As for the season’s main events, need we say more than “Harry Potter and the Chamber of Secrets” and “The Lord of the Rings: The Two Towers”? 

Blessed with lead-in films last year that each took in more than $300 million domestically, “Chamber of Secrets” and “Two Towers” are set to disprove the old Hollywood notion that audiences need a two- or three-year breather between blockbuster sequels. 

“Conventional wisdom would be that 12 months is too close together to have a sequel,” said Mark Ordesky, an executive producer of the three “Lord of the Rings” films. “But what’s become evident with ours is that people are perceiving the films as what they are. Not sequels, but one giant, epic story told in three installments.” 

Since director Peter Jackson shot all three “Lord of the Rings” films simultaneously, fans can expect another dose of class and quality. 

It doesn’t hurt that J.R.R. Tolkien’s saga of Middle-earth and a hobbit named Frodo has almost 50 years of built-in fandom, and that Jackson left audiences salivating for part two with last year’s opening chapter, “The Fellowship of the Ring.” 

Likewise, 2001’s top moneymaker, “Harry Potter and the Sorcerer’s Stone,” has fans itching for the next big-screen adaptation from J.K. Rowling’s fantasy series about the boy wizard. 

“Chamber of Secrets” director Chris Columbus, who also made “Sorcerer’s Stone,” said audiences can expect another two-and-a-half-hour adventure as Harry (Daniel Radcliffe) fights fresh evil at Hogwarts school. 

Columbus found two big advantages this time. He could jump right in on the action, without the character set-up and scene-setting necessary in the first film. And he said “Chamber of Secrets” makes for a more visual tale — “I found it to be the most cinematic of all the books, except maybe ‘Goblet of Fire.”’ 

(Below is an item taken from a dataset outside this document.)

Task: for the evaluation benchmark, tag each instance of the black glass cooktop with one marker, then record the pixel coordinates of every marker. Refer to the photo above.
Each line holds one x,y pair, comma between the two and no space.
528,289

The action is buoyed by improved special effects, Columbus said, including a bigger and better round of quidditch, a game played on flying broomsticks, crafted by George Lucas’ Industrial Light & Magic effects house. 

Inevitable blockbusters, the only question about “Chamber of Secrets” and “Two Towers” is where they will stack up on a 2002 box-office chart that already has produced a $400 million sensation in “Spider-Man” and a $300 million smash in “Star Wars: Episode II — Attack of the Clones.”